The Monastery of San Esteban in Salamanca1 is a remarkable Dominican monastery just outside the walls, and down the road from the Cathedrals.
A brief history
St Dominic de Guzman, a Spanish Canon, founded The Dominicans2 in France in 1215, and the new order was approved by the Pope a year later. The University of Salamanca was founded in 1218 and it is suggested St Dominic wanted a monastery established in the town. The order was a teaching order and he planned it should be associated with universities.
The Dominicans settled in Salamanca shortly afterwards in a primitive building outside the city walls and near the River Tormes. A flood destroyed the monastery in mid-century and the Bishop of Salamanca gave them the small Romanesque church of San Esteban which the monks rebuilt. The present monastery dates from the 16th century and replaced an earlier, more primitive monastery on the same site. Juan de Alava (1480-1537) designed the monastery in a mix of styles but it is particularly known for the Plateresque west facade.
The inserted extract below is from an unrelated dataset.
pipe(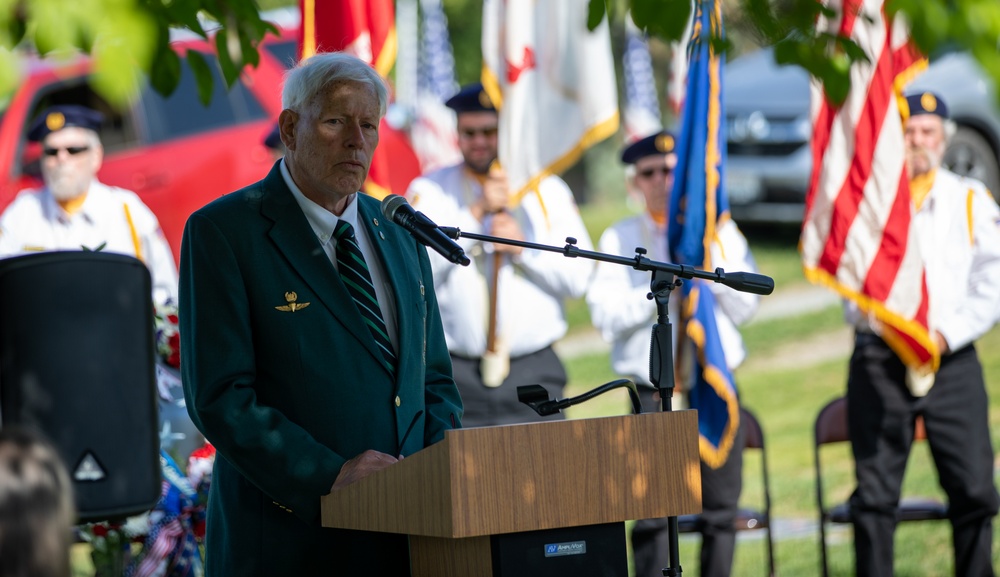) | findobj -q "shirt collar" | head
[44,179,108,223]
[280,159,358,244]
The Monastery has always been associated with the study and teaching of theology. In the 14th century theology was introduced into the university and two of the four chairs were held by the monks of San Esteban.
During the Peninsular War the French occupied the monastery and plundered all the valuable items. Then, in the 1830s, the monastery was closed down under Mendizabal’s legislation and fell into disrepair. It took another century before the monastery was re-established, smaller, but with a return to status and teaching activities.
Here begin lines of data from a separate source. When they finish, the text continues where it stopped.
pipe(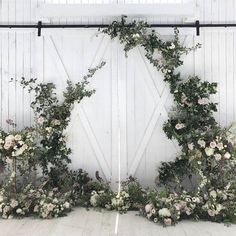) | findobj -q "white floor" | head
[0,208,236,236]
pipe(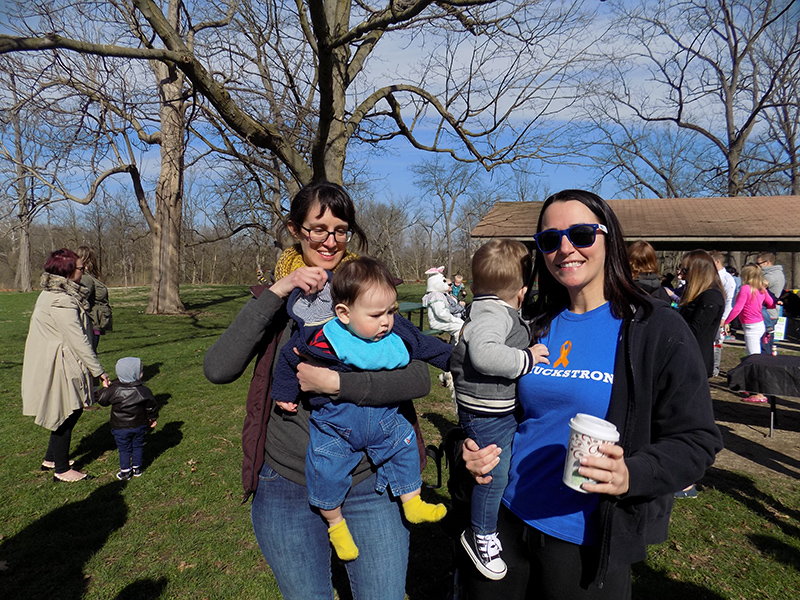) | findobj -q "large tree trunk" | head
[11,73,33,292]
[147,55,186,315]
[14,221,33,292]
The west facade is covered in elaborate Plateresque decoration. This is a form of decoration on buildings which was influenced by the Moors and based on their filigree silverware practised in Andalucia in particular. It was found at a time when architecture was changing from the Gothic to the Renaissance.
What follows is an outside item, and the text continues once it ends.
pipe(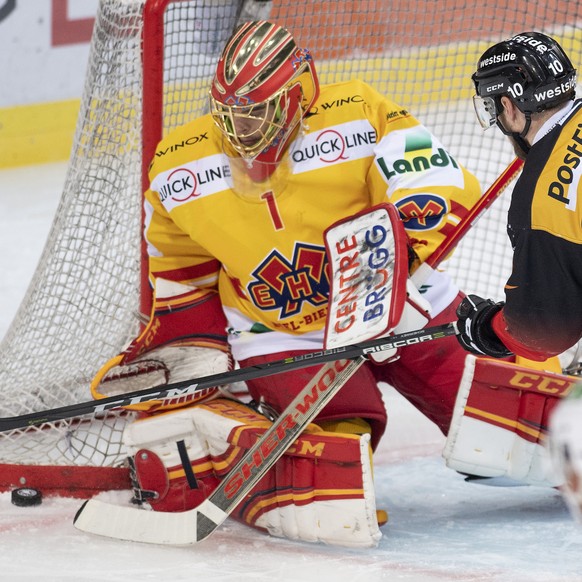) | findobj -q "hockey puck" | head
[12,487,42,507]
In Spain these two styles were influenced by Flemish Gothic architecture and the Renaissance movement in Italy. Charles V, who retired to the Monastery of Yuste, was the Holy Roman Emperor and the King of Spain, and as such Spain had contact, trade and control in vast swathes of Europe, particularly up to the end of the 16th century. The monastery of San Esteban shows all these styles.
Outside the Monastery of San Esteban
Next to the west facade is part of the Monastery, in Renaissance style and very plain by comparison with the facade. Behind this is one of the private cloisters used by the monks.
Behind the west facade is an attractive small area which looks as though it might have been a cloister. And from here there is a dramatic view of the apse of the church.
The building on the right is somehow connected to the bishopric in Salamanca, and the church beyond is Romanesque, dedicated to St Thomas a Becket. And beyond there is another interesting building… I need to return.
Cloister de los Reyes
There are three cloisters in the monastery: the Cloister of the Kings, which is open to the public, and two more which are used by the monks, and are closed. This cloister was the work of Friar Martin de Santiago, a religious in the monastery. The result is a space which is elegant, peaceful, and dignified.
In the lower Cloister of the Kings is a small confessional which is said to have been used by St Teresa. She had a close relationship with Dominicans throughout her life, apparently, and used Dominican monasteries for confession on her travels.
Inside the church
The altarpiece is by Jose de Churriguera, one of his first creations, and it is spectacularly ornate.
Looking up – the exquisite vaulted and ribbed ceiling…
The choir is at the back of the church, and high above the nave. At the back is a fresco (1705) by Antonio Palomino which is an allegory about the victory of the church.
The Monastery of San Esteban in Salamanca is strikingly dignified, and perhaps because it was outside the walls and away from the obvious tourist route, it was also quite quiet.